It can be hard for home buyers to grasp the idea that not every home is overpriced, not every seller is willing to negotiate and a low ball offer could leave you on the losing end of negotiations – if they even get started.
But what is a low ball offer?
Everyone you ask will have a different opinion.
Sellers think anything below asking is a low ball.
Buyers believe that offers with a certain percentage of the list price are fair, not low.
And agents are just looking at the neighborhood comps, wondering how to bring both buyers and sellers to a mutually agreeable price.
The real answer?
Low ball offers are those that are significantly below asking price, when the price is right. If a property is overpriced, an offer based on actual sales in the area is not a low ball offer, no matter what a seller thinks.
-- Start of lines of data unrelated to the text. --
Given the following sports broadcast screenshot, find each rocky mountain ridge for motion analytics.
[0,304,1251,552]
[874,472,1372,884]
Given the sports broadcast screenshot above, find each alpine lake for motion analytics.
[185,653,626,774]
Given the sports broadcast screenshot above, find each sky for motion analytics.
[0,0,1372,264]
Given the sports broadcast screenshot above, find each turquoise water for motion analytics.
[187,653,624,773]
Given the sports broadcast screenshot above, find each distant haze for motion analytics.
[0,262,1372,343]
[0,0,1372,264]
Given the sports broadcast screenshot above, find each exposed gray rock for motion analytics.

Offers that are significantly below neighborhood values for similar properties are low ball offers. Just because a property needs repairs, improvements or is out of a potential buyer’s price range doesn’t mean that it’s overpriced.
What are your odds of getting a low ball offer accepted?
That completely depends on the seller’s motivation. But if a property just came on the market and is priced right for the location and condition, your odds aren’t any better than a snowball sitting on the sidewalk in August.
On the other hand, if it’s overpriced, has been on the market for an extended period of time and has had multiple price reductions? Give it your best shot. At the very least, it will open the door to negotiations.